Using about five million hospital discharges from all acute NHS hospitals in England for a year (08/09), we found that after adjustment for a range of risk factors, admission on the weekend was associated with an increased risk of death, which was more pronounced in the elective setting. In the emergency setting the odds increased by 9% (Odds Ratio: 1.09) and in the elective setting the odds increased by 32% (Odds Ratio: 1.32).
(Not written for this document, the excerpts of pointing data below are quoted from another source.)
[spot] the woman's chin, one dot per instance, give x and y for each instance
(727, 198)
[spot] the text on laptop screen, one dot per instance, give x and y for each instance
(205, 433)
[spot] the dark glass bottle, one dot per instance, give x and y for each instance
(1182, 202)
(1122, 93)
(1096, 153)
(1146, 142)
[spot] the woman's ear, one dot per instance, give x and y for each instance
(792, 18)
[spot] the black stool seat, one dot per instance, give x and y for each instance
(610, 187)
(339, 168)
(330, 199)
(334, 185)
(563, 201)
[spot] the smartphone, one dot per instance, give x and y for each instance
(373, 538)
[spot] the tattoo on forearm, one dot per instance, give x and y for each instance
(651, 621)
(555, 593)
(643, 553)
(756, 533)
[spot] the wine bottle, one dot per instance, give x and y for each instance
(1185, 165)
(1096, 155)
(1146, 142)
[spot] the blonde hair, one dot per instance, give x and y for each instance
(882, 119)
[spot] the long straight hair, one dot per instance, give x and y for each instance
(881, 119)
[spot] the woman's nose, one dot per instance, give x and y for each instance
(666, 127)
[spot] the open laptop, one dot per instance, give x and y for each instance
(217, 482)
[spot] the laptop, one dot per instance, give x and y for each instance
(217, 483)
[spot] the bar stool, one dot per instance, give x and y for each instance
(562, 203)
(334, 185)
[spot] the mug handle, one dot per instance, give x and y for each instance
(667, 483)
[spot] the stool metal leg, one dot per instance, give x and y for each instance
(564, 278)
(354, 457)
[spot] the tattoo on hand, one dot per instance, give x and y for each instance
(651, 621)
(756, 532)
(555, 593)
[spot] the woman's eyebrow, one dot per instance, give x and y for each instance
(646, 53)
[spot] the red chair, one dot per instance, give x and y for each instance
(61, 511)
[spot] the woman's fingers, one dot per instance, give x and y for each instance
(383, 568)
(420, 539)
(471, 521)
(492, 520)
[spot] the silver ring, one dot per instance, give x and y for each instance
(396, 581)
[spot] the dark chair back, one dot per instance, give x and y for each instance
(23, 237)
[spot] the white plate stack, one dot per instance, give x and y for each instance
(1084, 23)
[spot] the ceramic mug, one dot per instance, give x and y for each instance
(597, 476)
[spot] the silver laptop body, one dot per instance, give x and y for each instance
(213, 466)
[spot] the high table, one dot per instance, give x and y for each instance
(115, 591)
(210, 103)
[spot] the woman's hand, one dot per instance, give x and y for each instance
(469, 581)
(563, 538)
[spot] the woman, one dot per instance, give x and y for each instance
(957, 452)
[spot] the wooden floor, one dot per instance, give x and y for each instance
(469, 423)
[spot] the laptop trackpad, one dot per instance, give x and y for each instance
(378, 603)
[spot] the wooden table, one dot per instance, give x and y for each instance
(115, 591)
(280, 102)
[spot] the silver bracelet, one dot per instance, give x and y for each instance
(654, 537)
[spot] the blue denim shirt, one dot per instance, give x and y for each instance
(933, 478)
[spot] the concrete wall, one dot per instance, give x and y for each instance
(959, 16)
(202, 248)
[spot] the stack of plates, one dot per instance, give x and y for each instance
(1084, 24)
Several large database studies have found an increased risk of death for weekend admissions. Aylin et al's [19] study of all emergency admissions to English NHS acute hospitals for the year 2005/2006 (n = 4.3 million emergency admissions), reported a 10% increase in the odds of death following weekend admissions versus weekday admission after statistical adjustment for known confounders [18]. This effect size is consistent with our emergency admissions model despite differences in the case-mix adjustment scheme, whereby they used the Clinical Classification System (CCS) [20] and we adopted HRG codes, although they both ultimate rely on the same HES database. Bell and Redelmeier [21] in a large study (3.8 million emergency admissions in Ontario, Canada) noted that weekend emergency admissions were associated with significantly higher mortality rates for 23 of the 100 leading causes of death and were not associated with significantly lower mortality rates for any of these conditions. A more recent large database study to examine the weekend effect is that of Freemantle et al. [13], who also considered elective and emergency admissions, but not as separate analyses. They used time to event survival models and, unlike other studies in the field, also investigated the risks to patients of being exposed to weekend care irrespective of the day of admission. Freemantle et al. [13] found an increased risk of death for weekend admissions (in elective and emergency settings, Hazard Ratio 1.14 to 1.16 for weekend admissions), but paradoxically they also found that being in hospital over the weekend, irrespective of day of admission, was associated with a reduced risk of death, suggesting that the mechanisms underlying the increased risk for weekend admissions are likely to be complex. Freemantle et al. [13] also incorporated elective admissions into their study but did not undertake separate analyses for elective and emergency admissions and so their findings are not specific to these settings. Our finding that the weekend effect is more pronounced in the elective setting as opposed to the emergency setting appears to be novel.

Numerous smaller studies have investigated the effect of acute weekend admission on hospital mortality [2]. For specific acute conditions or settings [3-20]. A recent review of these studies concluded that the evidence for a weekend effect was mixed - some studies found an effect whilst others did not2. Where studies have found an increased risk of death associated with weekend admission, two major explanations have been forwarded [2,4], which are not mutually exclusive: that patients admitted over the weekend are sicker than their weekday counterparts, and/or that patients admitted over the weekend experience poorer quality of care.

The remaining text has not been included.